Yes. There is more likelihood of obtaining a causal relationship between the variables investigated using quasi-experimental design than using correlational design strategy. The reason is as suggested by Raulin and Graziano (2011) that the ability of variables to be manipulated in quasi-experimental designs explains the possibility of the establishment of a causal relationship. It is backed by Li, Liu, and Le (2015) proposition that manipulation increases the chances of obeying the four conditions for an effective causal relationship. The first condition that can be satisfied through manipulation is co-variations which entail changes in one variable which produce a consequential variation or effect in another variable. Other conditions that can be obtained through manipulation include the time-order condition which explains that cause has to be there for the effect to occur (BCPS, 2015). The third condition for an effective causal relationship that can be easily satisfied by quasi-experimental designs is rationale which explains the existence of reasonable demonstration why variables bear relations. The fourth condition for a causal relationship is non-spuriousness. Through quasi-experimental manipulations, the use of control variable has no impact on the initial relationship between effect and causal variables and thus the aspect of non-spuriousness is reinforced.

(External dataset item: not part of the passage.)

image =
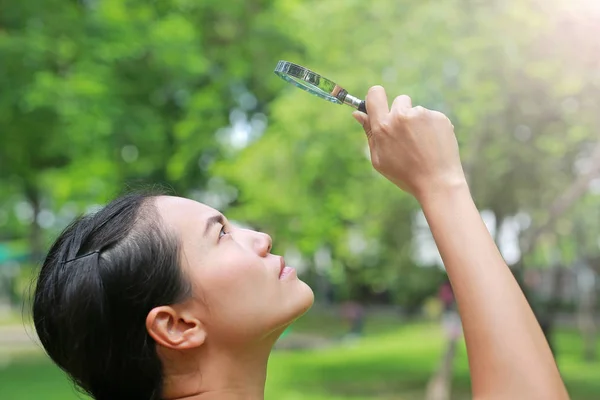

A good example that can demonstrate that quasi-experiment variables can give better causal relationship is the examination of the effect of blood pressure when cholesterol level is manipulated. Blood pressure can be labelled to be variable B and cholesterol level to be variable A. A causal-comparative examination will entail the manipulation of variable A then a recording is done on the behavior of variable B, an independent variable. It implies a condition where a researcher can increase the cholesterol level of the subject under study, and the blood pressure is recorded to show a decrease or increase as a result of manipulation of variable A. Through the use of a quasi-experimental design, it is possible to infer that variables A and B have causal relationships if a change in A results in a consequential alteration of variable B. Such quasi-experimental data can be used to ascertain causal relationships between variables conclusively. According to Kenny (2010), correlational design variables are not effective in proving causality because correlation cannot be used to imply causation. It implies that correlation study cannot be applied in determining causation. The suggestion is supported by Li, Liu, and Le (2015) who propose that even though correlational designs can be applied in assessing the relationship between variables, they are not used in drawing inferences on the causal relations between the variables under study. The strength of variables investigated in correlational studies is that their patterns and trends can be observed and interpreted, but it is difficult to analyze and verify the causes of the trends and patterns.
Although correlational designs are similar to quasi-experimental designs in that they are both applied in studies where it is unethical or difficult to manipulate independent variables, the absence of experimental manipulation in correlational studies requires the researchers to be cautious while inferring causal conclusions (BCPS, 2015). According to Raulin and Graziano, (2011), the majority of the studies executed through correlational procedures are not effective in justifications of causal interpretations. However, quasi-experimental design variables are underscored by Li, Liu, and Le (2015) that when they are used in making conclusion and relationship analysis, the determination of causes has to be conducted carefully since there could be other unknown or known variables that could impact on the outcome. Therefore, it can be concluded that using quasi-experimental variables through manipulation and coupling with other controls; it can lead to a higher confidence for obtaining causal relationship.
BCPS. (2015). Types of Quantitative Design. Retrieved from BCPS: https://www.bcps.org/offices/lis/researchcourse/develop_quantitative.html
Kenny, D. (2010). Correlation and causality. New York: Wiley.
Li, J., Liu, L., & Le, T. D. (2015). Practical approaches to causal relationship exploration. Cham: Springer.
Raulin, M., & Graziano, A. (2011). Quasi-Experiments and Correlational Studies. New York: State University of New York.